61 It follows from the foregoing that, by exempting imports of material capable of use both for civil and military purposes from customs duties during the period from 1 January 1999 until 31 December 2002 and by refusing to calculate, declare and make available to the Commission the own resources which were not collected because of that exemption and the default interest payable because of the failure to make those own resources available to the Commission in good time, the Italian Republic has failed to fulfil its obligations under, on the one hand, Article 26 EC, Article 20 of the Community Customs Code and, consequently, the Common Customs Tariff and, on the other hand, Articles 2, 9, 10 and 17(1) of Regulation No 1552/89 and the same articles of Regulation No 1150/2000.
62 Under Article 69(2) of the Rules of Procedure, the unsuccessful party is to be ordered to pay the costs if they have been applied for in the successful party’s pleadings. Since the Commission has applied for costs to be awarded against the Italian Republic and the latter has been unsuccessful, the Italian Republic must be ordered to pay the costs.

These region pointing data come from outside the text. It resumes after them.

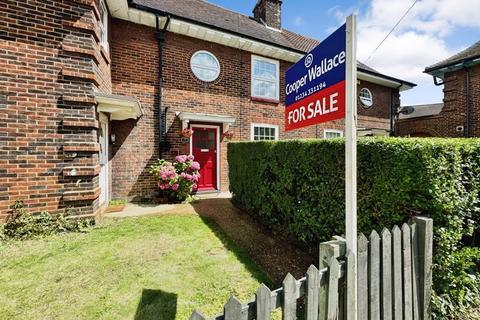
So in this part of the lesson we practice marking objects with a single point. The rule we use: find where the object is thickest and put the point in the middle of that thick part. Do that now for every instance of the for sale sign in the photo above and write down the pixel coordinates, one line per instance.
(315, 86)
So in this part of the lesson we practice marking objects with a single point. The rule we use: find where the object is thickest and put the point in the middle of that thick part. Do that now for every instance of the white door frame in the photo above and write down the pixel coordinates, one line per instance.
(217, 127)
(104, 169)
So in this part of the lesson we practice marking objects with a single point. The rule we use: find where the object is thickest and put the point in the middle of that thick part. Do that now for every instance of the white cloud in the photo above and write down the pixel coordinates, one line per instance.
(298, 21)
(419, 40)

63 In accordance with the first paragraph of Article 69(4) of the Rules of Procedure, the Kingdom of Denmark, the Hellenic Republic, the Portuguese Republic and the Republic of Finland, which have intervened in the proceedings, are to bear their own costs.

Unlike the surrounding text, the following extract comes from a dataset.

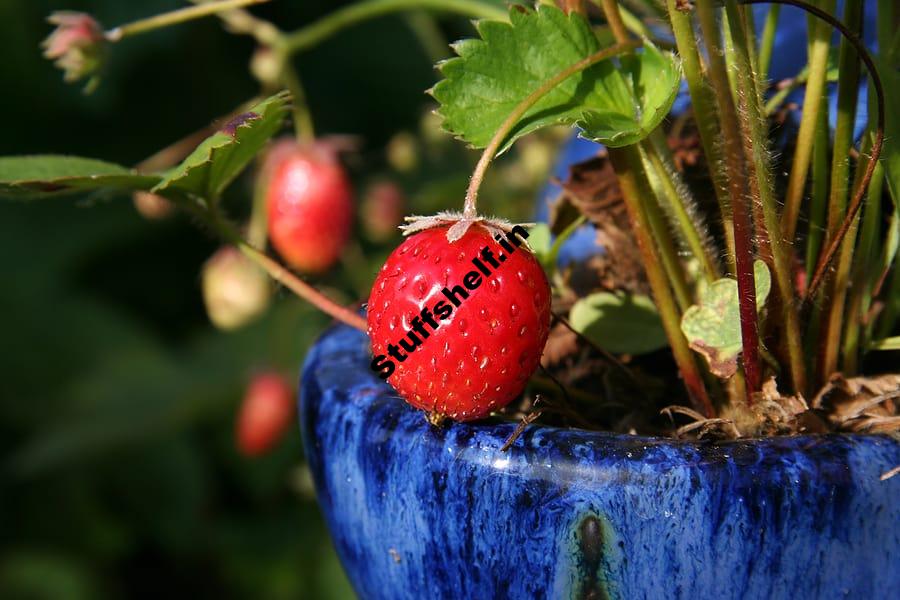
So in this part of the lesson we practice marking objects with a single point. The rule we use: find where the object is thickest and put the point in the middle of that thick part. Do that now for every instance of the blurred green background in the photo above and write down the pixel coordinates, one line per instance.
(120, 476)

On those grounds, the Court (Grand Chamber) hereby:
1. Declares that, by exempting imports of material capable of use both for civil and military purposes from customs duties during the period from 1 January 1999 until 31 December 2002 and by refusing to calculate, declare and make available to the European Commission the own resources which were not collected because of that exemption and the default interest payable because of the failure to make those own resources available to the European Commission in good time, the Italian Republic has failed to fulfil its obligations under, on the one hand, Article 26 EC, Article 20 of Council Regulation (EEC) No 2913/92 of 12 October 1992 establishing the Community Customs Code and, consequently, the Common Customs Tariff and, on the other, Articles 2, 9, 10 and 17(1) of Council Regulation (EEC, Euratom) No 1552/89 of 29 May 1989 implementing Decision 88/376/EEC, Euratom on the system of the Communities’ own resources, as amended by Council Regulation (Euratom, EC) No 1355/96 of 8 July 1996, and the same articles of Council Regulation (EC, Euratom) No 1150/2000 of 22 May 2000 implementing Decision 94/728/EC, Euratom on the system of the Communities’ own resources.
2. Orders the Italian Republic to pay the costs.
3. Orders the Kingdom of Denmark, the Hellenic Republic, the Portuguese Republic and the Republic of Finland to bear their own costs.